Tuesday, May 24, 2011

Mother Cluckers In The City

Our chickens have settled in to la casa Ford. I must say that they are a unique addition to our little homestead. While I did grow up on a farm, we never raised chickens. So, this is uncharted territory for the Ford household. I know I may regret committing this to the Internet, but they are strangely captivating to watch as they meander around our little backyard. There's some sort of zen aspect to this. Either that or we've acquired a rare bread of hypno-chicken.

You may be asking yourself, "Why on earth would we reserve space on our postage stamp property for urban chickens?" Yes, we buy the free range, organic eggs to the tune of over $4 a dozen but this doesn't break the Ford bank. If you add in the additional labor and supplies, our eggs won't exactly be free for awhile. That being said, they are really pretty easy to maintain and they are not that messy. At least four of them together aren't messy. So, what gives?

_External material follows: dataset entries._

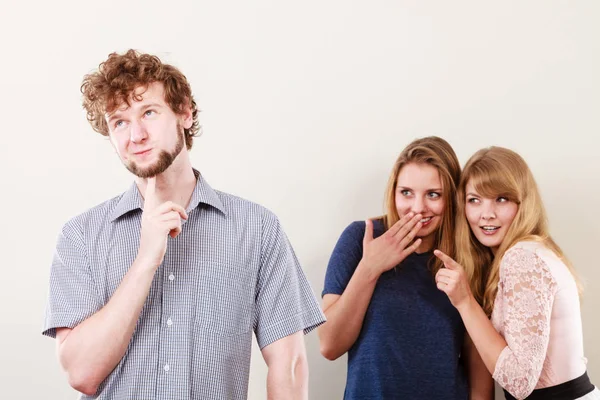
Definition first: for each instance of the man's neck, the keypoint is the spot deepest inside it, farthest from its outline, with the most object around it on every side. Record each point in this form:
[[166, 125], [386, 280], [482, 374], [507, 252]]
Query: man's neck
[[176, 184]]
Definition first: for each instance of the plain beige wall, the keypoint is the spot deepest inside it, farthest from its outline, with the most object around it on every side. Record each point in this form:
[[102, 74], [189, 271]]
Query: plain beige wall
[[305, 108]]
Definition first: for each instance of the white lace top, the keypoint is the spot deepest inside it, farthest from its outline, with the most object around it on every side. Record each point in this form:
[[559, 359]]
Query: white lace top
[[537, 312]]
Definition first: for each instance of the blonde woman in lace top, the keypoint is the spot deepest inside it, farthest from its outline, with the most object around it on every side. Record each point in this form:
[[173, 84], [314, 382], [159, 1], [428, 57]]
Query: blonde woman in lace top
[[508, 263]]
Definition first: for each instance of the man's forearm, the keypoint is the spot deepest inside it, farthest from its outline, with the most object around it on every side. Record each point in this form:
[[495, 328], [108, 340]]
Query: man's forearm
[[288, 381], [91, 350]]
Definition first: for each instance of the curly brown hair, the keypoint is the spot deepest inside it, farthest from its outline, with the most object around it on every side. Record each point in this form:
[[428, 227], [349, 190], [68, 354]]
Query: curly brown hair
[[117, 78]]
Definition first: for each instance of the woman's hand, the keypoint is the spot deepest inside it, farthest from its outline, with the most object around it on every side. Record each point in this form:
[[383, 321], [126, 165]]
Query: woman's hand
[[391, 248], [453, 281]]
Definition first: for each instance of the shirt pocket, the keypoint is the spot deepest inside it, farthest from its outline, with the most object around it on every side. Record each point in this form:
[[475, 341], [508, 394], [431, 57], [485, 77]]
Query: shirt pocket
[[225, 299]]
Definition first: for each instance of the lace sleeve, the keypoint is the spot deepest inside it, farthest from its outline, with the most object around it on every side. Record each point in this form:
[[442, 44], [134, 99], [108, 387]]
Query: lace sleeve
[[527, 291]]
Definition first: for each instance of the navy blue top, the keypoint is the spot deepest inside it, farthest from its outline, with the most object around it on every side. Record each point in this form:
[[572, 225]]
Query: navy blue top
[[411, 339]]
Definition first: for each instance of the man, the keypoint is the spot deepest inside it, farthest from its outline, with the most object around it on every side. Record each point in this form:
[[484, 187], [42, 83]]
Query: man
[[155, 293]]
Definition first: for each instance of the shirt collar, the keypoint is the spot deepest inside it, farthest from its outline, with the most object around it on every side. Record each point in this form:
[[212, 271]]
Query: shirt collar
[[132, 200]]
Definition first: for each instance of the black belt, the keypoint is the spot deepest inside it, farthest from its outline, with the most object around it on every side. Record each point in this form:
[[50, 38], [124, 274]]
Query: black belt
[[569, 390]]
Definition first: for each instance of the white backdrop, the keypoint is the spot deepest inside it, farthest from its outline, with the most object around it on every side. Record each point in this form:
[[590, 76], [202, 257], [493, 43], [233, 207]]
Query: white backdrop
[[305, 107]]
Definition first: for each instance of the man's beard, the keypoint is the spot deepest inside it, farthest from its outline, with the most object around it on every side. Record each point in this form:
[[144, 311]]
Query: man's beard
[[165, 159]]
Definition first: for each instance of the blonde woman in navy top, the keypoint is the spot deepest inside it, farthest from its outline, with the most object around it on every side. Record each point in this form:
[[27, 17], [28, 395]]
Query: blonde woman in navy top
[[403, 337]]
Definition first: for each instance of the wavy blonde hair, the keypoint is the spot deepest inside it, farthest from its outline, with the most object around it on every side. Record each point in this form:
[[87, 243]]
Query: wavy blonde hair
[[437, 152], [495, 172]]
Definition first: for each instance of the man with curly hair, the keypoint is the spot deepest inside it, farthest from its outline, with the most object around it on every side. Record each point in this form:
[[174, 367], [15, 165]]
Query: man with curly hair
[[155, 293]]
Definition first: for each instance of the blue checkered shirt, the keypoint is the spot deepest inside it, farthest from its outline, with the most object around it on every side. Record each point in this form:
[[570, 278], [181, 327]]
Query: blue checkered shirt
[[229, 273]]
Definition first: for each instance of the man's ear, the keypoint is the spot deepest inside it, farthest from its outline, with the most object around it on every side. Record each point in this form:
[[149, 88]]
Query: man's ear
[[188, 118]]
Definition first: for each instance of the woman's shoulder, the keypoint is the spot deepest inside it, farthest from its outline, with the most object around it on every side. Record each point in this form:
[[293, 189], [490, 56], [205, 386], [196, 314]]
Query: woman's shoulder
[[529, 258]]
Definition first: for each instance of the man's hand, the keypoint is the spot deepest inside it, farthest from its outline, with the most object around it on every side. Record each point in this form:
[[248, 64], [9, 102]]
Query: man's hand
[[158, 221]]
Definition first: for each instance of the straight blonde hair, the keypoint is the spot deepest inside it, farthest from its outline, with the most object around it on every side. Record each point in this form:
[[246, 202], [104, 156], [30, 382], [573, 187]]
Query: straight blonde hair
[[495, 172]]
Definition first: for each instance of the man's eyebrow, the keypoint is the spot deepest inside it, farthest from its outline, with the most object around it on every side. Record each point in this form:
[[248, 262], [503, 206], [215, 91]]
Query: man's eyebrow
[[117, 113]]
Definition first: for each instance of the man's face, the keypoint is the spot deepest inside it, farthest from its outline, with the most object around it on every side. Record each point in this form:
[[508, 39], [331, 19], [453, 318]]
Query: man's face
[[147, 135]]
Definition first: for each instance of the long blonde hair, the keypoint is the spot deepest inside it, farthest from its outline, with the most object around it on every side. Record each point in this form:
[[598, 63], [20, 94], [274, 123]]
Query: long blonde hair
[[495, 172], [434, 151]]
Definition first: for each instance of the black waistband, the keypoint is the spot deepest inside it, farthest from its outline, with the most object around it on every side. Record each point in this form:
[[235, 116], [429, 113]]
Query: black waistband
[[569, 390]]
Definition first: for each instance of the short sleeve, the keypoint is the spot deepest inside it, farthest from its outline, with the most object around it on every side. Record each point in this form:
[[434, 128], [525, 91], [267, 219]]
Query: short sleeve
[[72, 295], [285, 302], [527, 290], [345, 258]]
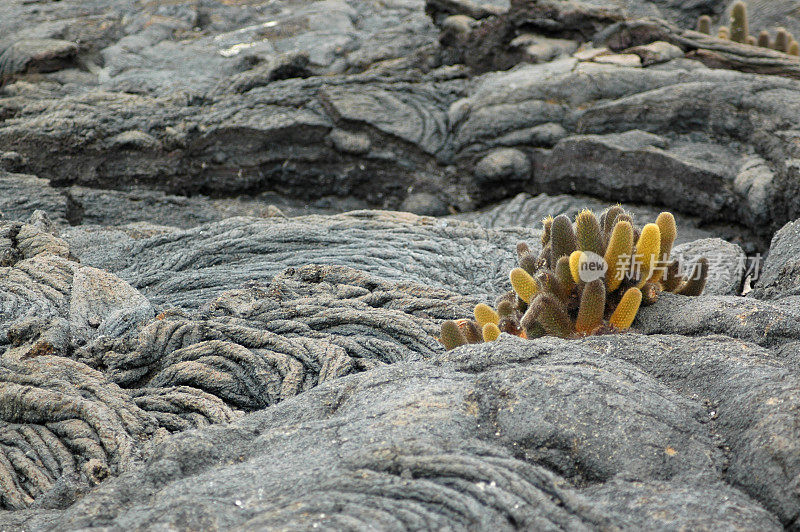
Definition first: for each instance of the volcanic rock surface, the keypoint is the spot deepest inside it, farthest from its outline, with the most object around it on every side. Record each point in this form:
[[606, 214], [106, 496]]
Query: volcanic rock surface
[[230, 232]]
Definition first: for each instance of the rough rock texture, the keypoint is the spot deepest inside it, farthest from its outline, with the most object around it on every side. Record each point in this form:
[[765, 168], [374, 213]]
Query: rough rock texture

Overall, maintaining chickens in the city is a fun challenge. It's a learning experiment that brings a little more life to our backyard. Our daughter giggles uncontrollably when we let them run around in the yard. That's more than enough for us. But wait, there's more!

Bye bye bugs?
We've read that chickens will keep slugs, mosquitoes, and other bugs in check. This is currently an unconfirmed benefit to having a few hens pecking around in your backyard. I hope this to be true as the mosquitoes in our backyard are atrocious and I've got to be losing just a tiny bit of karma by pouring salt on the slugs I discover in the backyard. Yeah, I'm nine years old like that sometimes.

Chickens love to help with compost
I woke up one day awhile back and realized I had a weird fixation on dirt and compost. I get a weird sense of satisfaction seeing my organic trash turned into rich soil. What's not to love? These chickens get a gold star from me as they like pecking at certain food scraps, accelerating decomposition. We stir it into a compost bin with the rest of our organic material and the rest is magic.

Local, local, local
Chickens in our backyard are not going to single handily save our food system nor will they ween us off of said system. That's not the point. From a cost and quality perspective, our future food system will have to be obsessed with local sources of food. Food sources great and small. Feeding both rural residents and urbanites is going to require new collaborations between consumers and producers. We believe that chickens in your back yard, a decent sized urban garden, and so forth help create a catalyst for larger scale, coordinated local food movements.